Here, the staff is pleasant, the carpeting is pleasant, the lighting is pleasant—but the visit is not. Even for believers committed to the resurrection, we cannot wallpaper over the sadness of death. And for a moment, the cynic in me asks if all this pleasantness is pointless.

Two realities then thump my soul. First, the beauty and serenity of this place are as much for the living as for the dying. Hospice care represents the last of the long goodbyes. Why shouldn't the surroundings be as beautiful and comfortable as possible?

The second reality: we’re all terminal. I’m terminal. You’re terminal. Because of sin, every person you will ever meet is terminal.

The young dudes at your health club—the ones that eat clean and drink all the right juice extracts—they are terminal. The people you game with online, the barista who makes your coffee, the office lady in the adjacent cubicle, and the neighbors next door all have an eternal soul. And they are all terminal.

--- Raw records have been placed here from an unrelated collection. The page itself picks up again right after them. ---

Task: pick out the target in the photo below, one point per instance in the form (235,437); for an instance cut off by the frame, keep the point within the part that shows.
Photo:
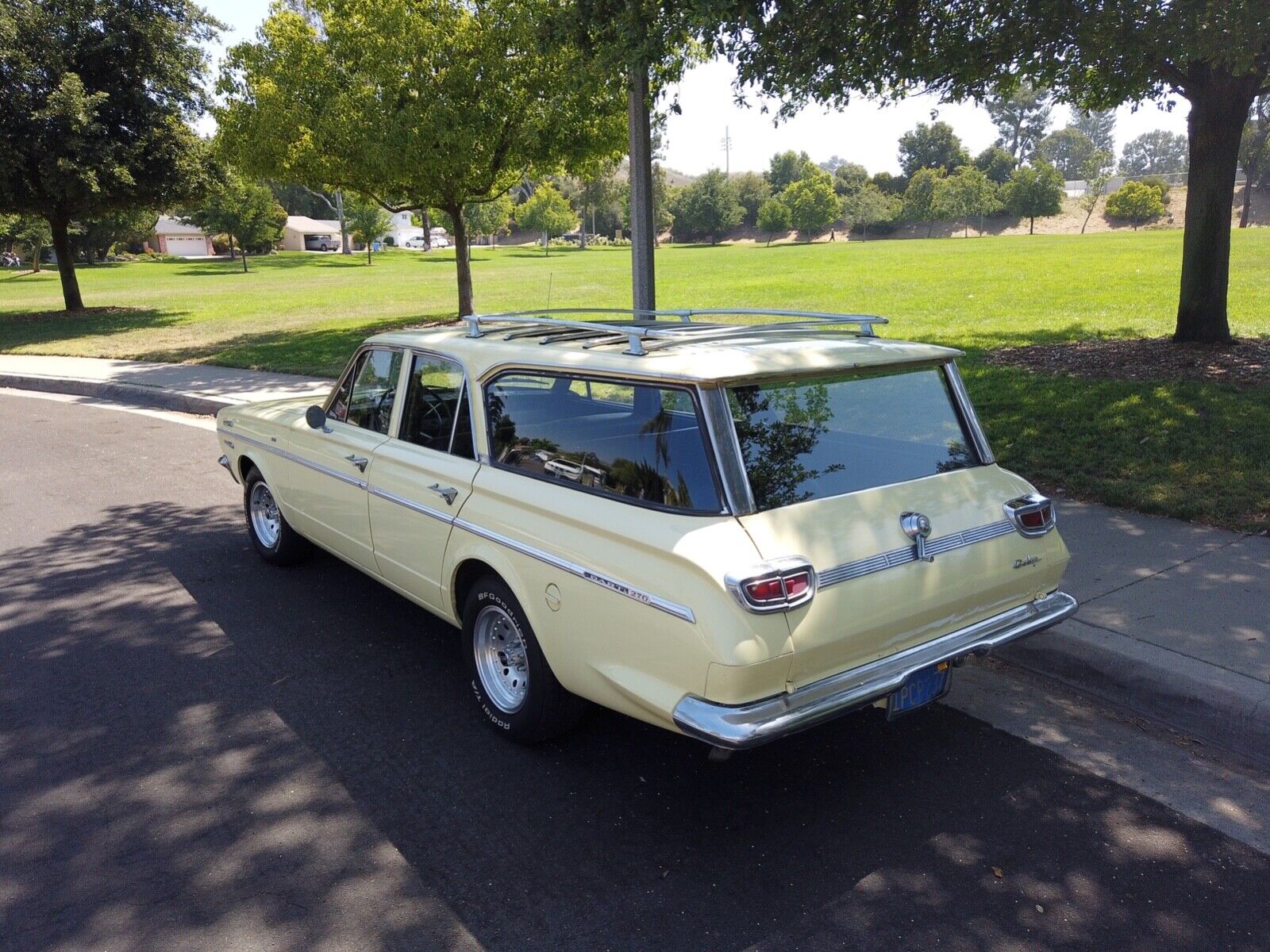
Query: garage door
(186,248)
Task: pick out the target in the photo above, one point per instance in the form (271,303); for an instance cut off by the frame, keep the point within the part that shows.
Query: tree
(1034,192)
(1067,150)
(706,207)
(963,196)
(752,190)
(1096,175)
(996,163)
(1136,202)
(1156,152)
(850,178)
(95,99)
(1022,116)
(1095,55)
(368,221)
(869,206)
(813,203)
(1255,152)
(933,146)
(546,211)
(918,203)
(774,216)
(467,102)
(787,169)
(1099,125)
(243,209)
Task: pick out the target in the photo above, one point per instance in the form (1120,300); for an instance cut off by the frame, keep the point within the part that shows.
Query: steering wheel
(433,409)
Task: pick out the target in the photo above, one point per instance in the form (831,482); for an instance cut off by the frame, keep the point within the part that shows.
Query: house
(298,226)
(173,236)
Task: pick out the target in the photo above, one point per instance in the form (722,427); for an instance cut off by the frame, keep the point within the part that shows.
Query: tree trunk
(343,226)
(65,263)
(463,259)
(643,274)
(1219,107)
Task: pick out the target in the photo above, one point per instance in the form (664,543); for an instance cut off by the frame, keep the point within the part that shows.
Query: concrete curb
(1198,698)
(156,397)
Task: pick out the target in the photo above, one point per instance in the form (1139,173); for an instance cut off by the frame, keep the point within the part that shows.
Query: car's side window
(436,406)
(641,442)
(370,405)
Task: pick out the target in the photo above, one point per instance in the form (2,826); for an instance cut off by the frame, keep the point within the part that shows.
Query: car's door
(421,479)
(327,490)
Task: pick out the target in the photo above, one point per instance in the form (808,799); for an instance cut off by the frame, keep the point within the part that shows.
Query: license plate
(921,689)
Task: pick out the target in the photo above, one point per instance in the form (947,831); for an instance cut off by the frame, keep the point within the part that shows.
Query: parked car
(768,526)
(321,243)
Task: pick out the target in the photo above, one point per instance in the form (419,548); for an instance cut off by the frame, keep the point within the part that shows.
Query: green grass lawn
(1189,450)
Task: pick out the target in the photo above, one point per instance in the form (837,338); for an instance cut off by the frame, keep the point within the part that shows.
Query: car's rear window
(634,441)
(829,436)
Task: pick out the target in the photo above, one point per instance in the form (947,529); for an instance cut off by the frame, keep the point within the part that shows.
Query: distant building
(302,226)
(173,236)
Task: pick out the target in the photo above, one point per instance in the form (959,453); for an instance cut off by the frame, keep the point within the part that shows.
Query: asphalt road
(198,752)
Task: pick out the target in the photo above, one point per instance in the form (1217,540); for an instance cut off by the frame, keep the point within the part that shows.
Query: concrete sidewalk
(1174,621)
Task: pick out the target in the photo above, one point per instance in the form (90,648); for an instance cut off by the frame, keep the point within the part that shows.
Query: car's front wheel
(270,531)
(511,679)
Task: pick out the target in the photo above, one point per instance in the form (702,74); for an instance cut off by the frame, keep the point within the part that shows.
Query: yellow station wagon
(729,531)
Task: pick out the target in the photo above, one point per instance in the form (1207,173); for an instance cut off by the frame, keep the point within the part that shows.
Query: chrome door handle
(448,493)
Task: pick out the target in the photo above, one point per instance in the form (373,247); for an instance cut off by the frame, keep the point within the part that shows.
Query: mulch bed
(1245,362)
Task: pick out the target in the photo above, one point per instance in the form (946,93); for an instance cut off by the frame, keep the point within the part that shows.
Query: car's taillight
(1032,514)
(775,585)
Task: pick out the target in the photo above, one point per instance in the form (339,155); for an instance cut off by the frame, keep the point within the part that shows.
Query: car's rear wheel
(271,533)
(514,685)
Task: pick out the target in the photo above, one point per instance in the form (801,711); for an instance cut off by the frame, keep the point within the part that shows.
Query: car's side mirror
(317,418)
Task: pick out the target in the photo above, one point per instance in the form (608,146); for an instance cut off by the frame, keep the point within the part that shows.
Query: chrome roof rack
(645,328)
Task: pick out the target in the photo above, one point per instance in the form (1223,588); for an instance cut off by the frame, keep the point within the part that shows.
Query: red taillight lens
(1034,520)
(797,584)
(765,590)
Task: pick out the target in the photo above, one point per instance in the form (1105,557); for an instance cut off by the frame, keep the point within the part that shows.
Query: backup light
(1033,514)
(775,585)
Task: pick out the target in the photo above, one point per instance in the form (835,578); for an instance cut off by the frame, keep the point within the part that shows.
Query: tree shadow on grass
(215,753)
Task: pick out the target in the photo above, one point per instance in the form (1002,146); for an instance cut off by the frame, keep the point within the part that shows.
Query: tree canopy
(933,146)
(1092,54)
(95,95)
(422,105)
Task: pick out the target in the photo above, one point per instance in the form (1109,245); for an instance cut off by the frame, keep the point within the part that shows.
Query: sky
(865,132)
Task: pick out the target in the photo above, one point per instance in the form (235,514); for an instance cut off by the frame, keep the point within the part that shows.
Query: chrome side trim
(606,582)
(908,554)
(972,419)
(749,725)
(317,467)
(410,505)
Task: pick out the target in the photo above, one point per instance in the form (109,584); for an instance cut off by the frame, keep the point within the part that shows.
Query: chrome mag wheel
(502,662)
(266,520)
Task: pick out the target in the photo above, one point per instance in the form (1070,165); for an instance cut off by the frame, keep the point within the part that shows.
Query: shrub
(1136,202)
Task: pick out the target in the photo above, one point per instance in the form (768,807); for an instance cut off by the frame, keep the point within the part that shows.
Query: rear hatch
(835,463)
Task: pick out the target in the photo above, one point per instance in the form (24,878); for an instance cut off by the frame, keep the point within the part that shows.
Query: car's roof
(762,355)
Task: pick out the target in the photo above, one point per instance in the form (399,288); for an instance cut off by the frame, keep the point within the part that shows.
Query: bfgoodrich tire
(271,533)
(511,679)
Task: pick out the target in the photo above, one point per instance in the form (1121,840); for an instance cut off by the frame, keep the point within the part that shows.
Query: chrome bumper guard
(749,725)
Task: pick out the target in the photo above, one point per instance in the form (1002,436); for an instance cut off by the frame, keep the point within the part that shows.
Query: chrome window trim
(605,582)
(908,554)
(968,414)
(573,374)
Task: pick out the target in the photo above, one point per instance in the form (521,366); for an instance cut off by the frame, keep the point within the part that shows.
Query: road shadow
(156,678)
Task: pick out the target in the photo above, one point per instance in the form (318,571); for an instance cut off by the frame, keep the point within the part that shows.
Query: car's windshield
(829,436)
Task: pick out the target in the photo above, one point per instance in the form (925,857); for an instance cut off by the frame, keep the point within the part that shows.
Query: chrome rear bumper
(757,723)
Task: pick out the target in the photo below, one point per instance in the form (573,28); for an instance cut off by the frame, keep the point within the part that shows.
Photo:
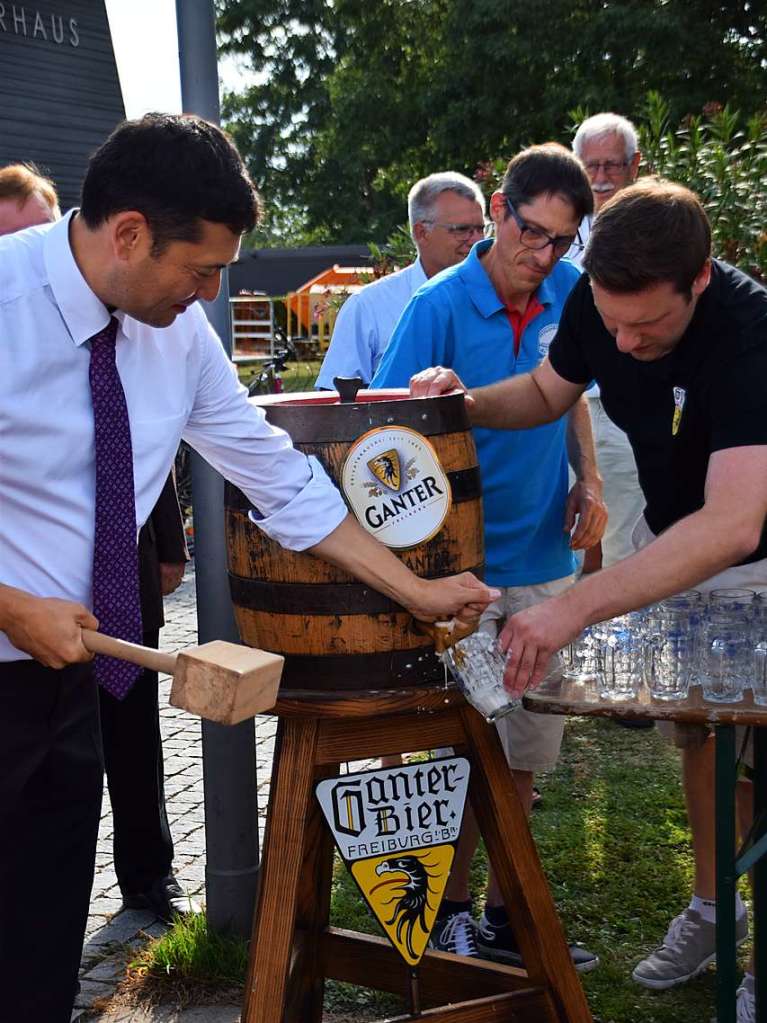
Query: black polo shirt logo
(679,398)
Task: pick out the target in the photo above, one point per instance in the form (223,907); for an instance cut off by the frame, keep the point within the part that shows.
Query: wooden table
(568,697)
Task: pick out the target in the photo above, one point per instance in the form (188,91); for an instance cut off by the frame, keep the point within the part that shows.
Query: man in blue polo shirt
(490,317)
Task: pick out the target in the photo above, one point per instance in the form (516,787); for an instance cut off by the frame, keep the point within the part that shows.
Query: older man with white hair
(606,145)
(447,215)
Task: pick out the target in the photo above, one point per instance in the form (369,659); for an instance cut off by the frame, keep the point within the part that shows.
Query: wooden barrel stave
(335,632)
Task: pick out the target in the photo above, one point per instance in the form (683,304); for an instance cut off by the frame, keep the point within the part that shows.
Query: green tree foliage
(724,161)
(356,100)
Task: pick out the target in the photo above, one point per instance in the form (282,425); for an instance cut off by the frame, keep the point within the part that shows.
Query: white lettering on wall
(13,19)
(19,17)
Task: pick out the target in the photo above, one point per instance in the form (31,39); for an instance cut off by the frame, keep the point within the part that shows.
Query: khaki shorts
(531,742)
(753,576)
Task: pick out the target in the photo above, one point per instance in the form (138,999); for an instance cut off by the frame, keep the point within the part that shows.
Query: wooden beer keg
(335,632)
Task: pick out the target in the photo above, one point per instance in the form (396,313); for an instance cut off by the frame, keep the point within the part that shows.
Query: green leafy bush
(724,161)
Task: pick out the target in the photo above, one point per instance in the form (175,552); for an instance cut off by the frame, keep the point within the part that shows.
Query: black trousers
(51,774)
(133,757)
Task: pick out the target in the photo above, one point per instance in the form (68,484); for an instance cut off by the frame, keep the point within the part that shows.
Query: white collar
(83,312)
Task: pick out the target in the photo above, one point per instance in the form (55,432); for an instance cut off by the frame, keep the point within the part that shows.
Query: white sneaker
(746,1011)
(687,948)
(455,933)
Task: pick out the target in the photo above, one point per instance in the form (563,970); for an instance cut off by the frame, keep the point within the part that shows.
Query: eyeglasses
(608,166)
(535,237)
(461,231)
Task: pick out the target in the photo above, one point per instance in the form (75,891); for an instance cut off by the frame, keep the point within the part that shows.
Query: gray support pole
(228,753)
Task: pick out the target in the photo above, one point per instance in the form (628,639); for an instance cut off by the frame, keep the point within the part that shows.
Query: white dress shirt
(365,324)
(575,255)
(178,383)
(576,251)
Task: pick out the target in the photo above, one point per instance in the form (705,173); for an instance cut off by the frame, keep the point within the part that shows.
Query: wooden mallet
(221,681)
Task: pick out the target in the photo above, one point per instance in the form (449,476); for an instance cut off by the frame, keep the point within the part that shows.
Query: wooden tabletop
(567,697)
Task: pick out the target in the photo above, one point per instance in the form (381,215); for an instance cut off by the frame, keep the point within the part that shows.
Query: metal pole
(725,872)
(228,753)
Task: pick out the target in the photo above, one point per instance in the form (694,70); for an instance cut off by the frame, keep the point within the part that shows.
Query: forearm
(695,548)
(516,403)
(355,550)
(580,439)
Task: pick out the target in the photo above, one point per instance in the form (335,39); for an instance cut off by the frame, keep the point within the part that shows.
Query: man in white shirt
(446,212)
(165,203)
(606,144)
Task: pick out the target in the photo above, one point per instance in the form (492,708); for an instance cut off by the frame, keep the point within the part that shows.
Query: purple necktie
(116,599)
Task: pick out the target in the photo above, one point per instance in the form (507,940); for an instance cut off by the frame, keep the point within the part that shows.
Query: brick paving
(111,934)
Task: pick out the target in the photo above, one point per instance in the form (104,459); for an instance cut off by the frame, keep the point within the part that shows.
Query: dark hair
(649,232)
(548,170)
(177,170)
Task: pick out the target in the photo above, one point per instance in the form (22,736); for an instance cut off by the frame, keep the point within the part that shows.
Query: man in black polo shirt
(678,345)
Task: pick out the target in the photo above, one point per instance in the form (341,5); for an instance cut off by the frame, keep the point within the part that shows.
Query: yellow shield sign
(396,829)
(404,893)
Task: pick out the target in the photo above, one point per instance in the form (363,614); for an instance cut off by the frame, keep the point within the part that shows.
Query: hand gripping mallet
(221,681)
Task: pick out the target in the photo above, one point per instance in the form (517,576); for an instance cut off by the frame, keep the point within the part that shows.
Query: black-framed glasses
(610,167)
(537,238)
(461,231)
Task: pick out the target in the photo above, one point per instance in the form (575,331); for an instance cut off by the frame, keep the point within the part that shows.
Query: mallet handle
(154,660)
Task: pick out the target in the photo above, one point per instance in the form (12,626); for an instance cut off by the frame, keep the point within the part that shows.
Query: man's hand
(48,629)
(533,636)
(171,574)
(436,381)
(461,596)
(585,505)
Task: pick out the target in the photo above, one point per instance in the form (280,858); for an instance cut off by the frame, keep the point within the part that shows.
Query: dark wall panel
(59,92)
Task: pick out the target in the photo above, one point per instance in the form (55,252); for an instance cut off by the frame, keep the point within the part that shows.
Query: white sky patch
(145,41)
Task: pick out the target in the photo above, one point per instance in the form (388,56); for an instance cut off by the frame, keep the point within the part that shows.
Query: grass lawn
(613,838)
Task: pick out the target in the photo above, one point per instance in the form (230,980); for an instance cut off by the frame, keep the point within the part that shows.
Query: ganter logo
(396,486)
(387,469)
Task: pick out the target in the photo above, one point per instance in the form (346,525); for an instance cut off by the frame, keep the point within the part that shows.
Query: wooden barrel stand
(294,948)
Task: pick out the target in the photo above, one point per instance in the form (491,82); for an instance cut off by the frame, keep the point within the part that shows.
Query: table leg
(760,870)
(725,870)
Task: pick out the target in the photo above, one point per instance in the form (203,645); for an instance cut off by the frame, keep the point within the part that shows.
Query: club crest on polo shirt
(394,483)
(680,396)
(545,337)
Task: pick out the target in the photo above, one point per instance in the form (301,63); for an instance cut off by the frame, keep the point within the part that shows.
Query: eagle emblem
(410,890)
(386,469)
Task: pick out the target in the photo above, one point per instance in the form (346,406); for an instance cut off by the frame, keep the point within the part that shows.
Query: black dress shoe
(166,898)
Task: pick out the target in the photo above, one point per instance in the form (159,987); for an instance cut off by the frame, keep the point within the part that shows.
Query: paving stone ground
(111,933)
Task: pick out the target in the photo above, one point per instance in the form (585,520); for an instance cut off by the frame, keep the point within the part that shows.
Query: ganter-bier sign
(396,829)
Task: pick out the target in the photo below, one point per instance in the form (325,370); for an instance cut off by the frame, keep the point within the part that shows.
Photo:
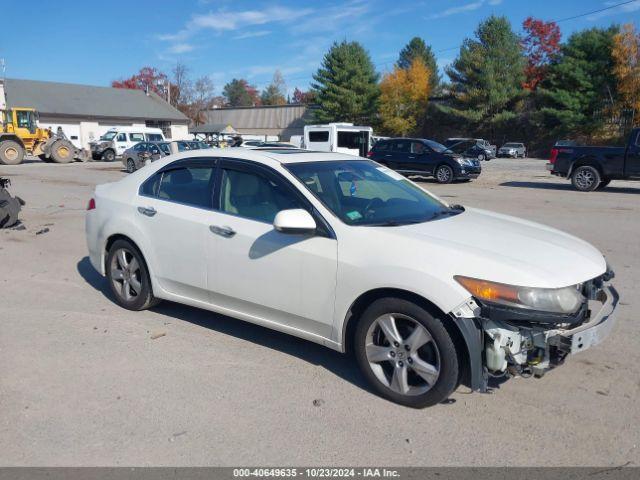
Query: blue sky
(95,42)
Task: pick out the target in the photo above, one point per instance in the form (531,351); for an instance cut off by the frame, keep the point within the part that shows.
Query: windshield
(108,136)
(437,147)
(361,192)
(165,148)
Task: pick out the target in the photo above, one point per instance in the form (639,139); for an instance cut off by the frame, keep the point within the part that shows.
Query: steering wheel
(371,206)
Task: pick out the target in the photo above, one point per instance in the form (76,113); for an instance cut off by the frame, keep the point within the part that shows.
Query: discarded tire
(9,206)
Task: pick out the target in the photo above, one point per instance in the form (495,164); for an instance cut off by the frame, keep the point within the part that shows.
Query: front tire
(444,174)
(62,151)
(11,153)
(585,178)
(129,277)
(108,156)
(131,166)
(405,353)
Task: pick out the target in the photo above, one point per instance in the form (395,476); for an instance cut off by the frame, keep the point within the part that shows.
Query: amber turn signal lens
(490,291)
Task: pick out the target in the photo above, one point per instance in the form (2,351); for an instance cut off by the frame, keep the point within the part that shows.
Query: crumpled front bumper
(593,331)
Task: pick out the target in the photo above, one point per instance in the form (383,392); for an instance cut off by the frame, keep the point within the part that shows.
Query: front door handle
(226,232)
(148,211)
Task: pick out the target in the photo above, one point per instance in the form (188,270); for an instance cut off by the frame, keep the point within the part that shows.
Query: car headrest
(181,177)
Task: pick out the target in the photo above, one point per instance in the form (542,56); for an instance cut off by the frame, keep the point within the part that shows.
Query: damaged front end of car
(517,340)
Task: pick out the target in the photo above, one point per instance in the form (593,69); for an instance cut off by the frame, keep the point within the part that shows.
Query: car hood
(496,247)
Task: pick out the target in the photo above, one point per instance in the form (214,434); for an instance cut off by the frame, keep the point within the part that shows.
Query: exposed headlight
(555,300)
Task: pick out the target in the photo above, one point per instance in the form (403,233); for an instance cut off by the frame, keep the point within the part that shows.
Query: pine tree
(275,93)
(487,76)
(345,85)
(579,83)
(417,48)
(626,55)
(239,93)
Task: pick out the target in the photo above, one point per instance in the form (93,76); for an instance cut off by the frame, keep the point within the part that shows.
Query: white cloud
(467,7)
(180,48)
(626,8)
(258,33)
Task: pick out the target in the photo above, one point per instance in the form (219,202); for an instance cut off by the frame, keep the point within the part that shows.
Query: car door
(400,153)
(137,153)
(259,273)
(418,158)
(632,160)
(174,213)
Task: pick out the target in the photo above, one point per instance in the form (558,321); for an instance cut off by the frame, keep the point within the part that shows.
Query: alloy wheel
(443,174)
(402,354)
(126,275)
(585,179)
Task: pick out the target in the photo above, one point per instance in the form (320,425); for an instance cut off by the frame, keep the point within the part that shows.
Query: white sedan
(341,251)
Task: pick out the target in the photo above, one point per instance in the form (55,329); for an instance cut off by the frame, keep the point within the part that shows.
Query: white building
(85,112)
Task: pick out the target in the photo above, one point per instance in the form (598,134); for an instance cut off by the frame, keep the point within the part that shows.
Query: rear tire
(62,151)
(585,178)
(11,153)
(444,174)
(128,277)
(414,362)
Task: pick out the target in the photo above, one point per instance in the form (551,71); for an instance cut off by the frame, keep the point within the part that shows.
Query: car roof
(268,156)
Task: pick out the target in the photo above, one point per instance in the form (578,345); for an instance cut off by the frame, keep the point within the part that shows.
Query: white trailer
(338,137)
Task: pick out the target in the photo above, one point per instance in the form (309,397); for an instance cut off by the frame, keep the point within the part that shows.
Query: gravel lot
(84,382)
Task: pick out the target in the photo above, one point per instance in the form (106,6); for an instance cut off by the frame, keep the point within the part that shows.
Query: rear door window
(189,182)
(319,136)
(400,146)
(381,146)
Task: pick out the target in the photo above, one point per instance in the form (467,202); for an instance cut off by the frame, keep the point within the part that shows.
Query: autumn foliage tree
(403,98)
(626,57)
(147,78)
(541,45)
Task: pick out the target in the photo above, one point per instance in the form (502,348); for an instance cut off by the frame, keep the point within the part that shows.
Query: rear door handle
(148,211)
(226,232)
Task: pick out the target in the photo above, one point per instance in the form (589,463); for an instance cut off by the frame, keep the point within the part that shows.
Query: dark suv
(419,156)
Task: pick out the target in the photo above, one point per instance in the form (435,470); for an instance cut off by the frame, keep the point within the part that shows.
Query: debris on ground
(10,206)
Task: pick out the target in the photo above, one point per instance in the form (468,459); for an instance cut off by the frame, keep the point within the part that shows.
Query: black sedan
(422,157)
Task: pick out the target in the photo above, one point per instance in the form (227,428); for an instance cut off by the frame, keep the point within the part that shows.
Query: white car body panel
(306,285)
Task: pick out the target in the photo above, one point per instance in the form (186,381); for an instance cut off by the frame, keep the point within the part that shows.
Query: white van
(338,137)
(116,140)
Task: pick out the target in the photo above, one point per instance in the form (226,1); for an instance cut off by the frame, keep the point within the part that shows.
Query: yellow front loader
(20,135)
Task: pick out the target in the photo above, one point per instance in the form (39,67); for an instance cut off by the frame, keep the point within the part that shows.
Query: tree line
(502,86)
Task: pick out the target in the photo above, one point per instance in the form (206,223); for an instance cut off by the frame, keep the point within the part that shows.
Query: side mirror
(294,221)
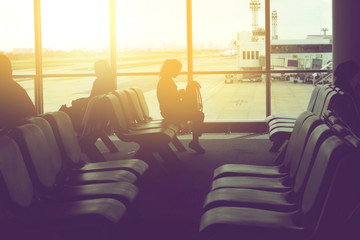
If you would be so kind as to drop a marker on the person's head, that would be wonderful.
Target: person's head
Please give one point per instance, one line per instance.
(5, 68)
(170, 68)
(344, 73)
(102, 68)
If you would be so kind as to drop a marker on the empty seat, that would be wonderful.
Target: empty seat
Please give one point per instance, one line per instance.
(252, 223)
(279, 201)
(284, 166)
(325, 100)
(71, 152)
(38, 160)
(68, 175)
(154, 140)
(30, 218)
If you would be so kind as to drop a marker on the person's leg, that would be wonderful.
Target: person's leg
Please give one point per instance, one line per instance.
(197, 119)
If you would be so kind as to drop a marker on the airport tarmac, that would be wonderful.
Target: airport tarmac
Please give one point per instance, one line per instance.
(238, 101)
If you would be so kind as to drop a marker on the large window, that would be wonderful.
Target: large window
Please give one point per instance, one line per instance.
(17, 40)
(148, 32)
(306, 47)
(222, 45)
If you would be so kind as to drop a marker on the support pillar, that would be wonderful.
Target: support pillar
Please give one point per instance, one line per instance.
(346, 31)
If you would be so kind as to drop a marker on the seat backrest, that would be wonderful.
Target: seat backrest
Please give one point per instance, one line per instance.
(292, 146)
(36, 153)
(95, 120)
(330, 153)
(142, 100)
(313, 98)
(65, 136)
(316, 138)
(301, 141)
(117, 116)
(340, 215)
(17, 191)
(135, 105)
(50, 137)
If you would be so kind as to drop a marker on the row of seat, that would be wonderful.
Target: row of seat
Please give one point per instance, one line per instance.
(126, 112)
(324, 97)
(312, 194)
(47, 190)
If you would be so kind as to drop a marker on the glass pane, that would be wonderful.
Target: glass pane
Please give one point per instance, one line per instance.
(63, 90)
(28, 85)
(308, 45)
(17, 35)
(233, 97)
(147, 34)
(74, 35)
(228, 35)
(290, 93)
(148, 85)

When someone we care about is in hospice, we go to great lengths to call, visit, and encourage them before they pass away. But dare we show any less concern for our “healthy” friends and neighbors who are without Jesus—and (ultimately) terminal?

If we know Jesus—and they don’t—how can we be comfortable not sharing something of Christ? A kind act, an offer to pray, an invitation to your church or outreach event—it’s time to make a statement for Jesus. Because—we’re all terminal.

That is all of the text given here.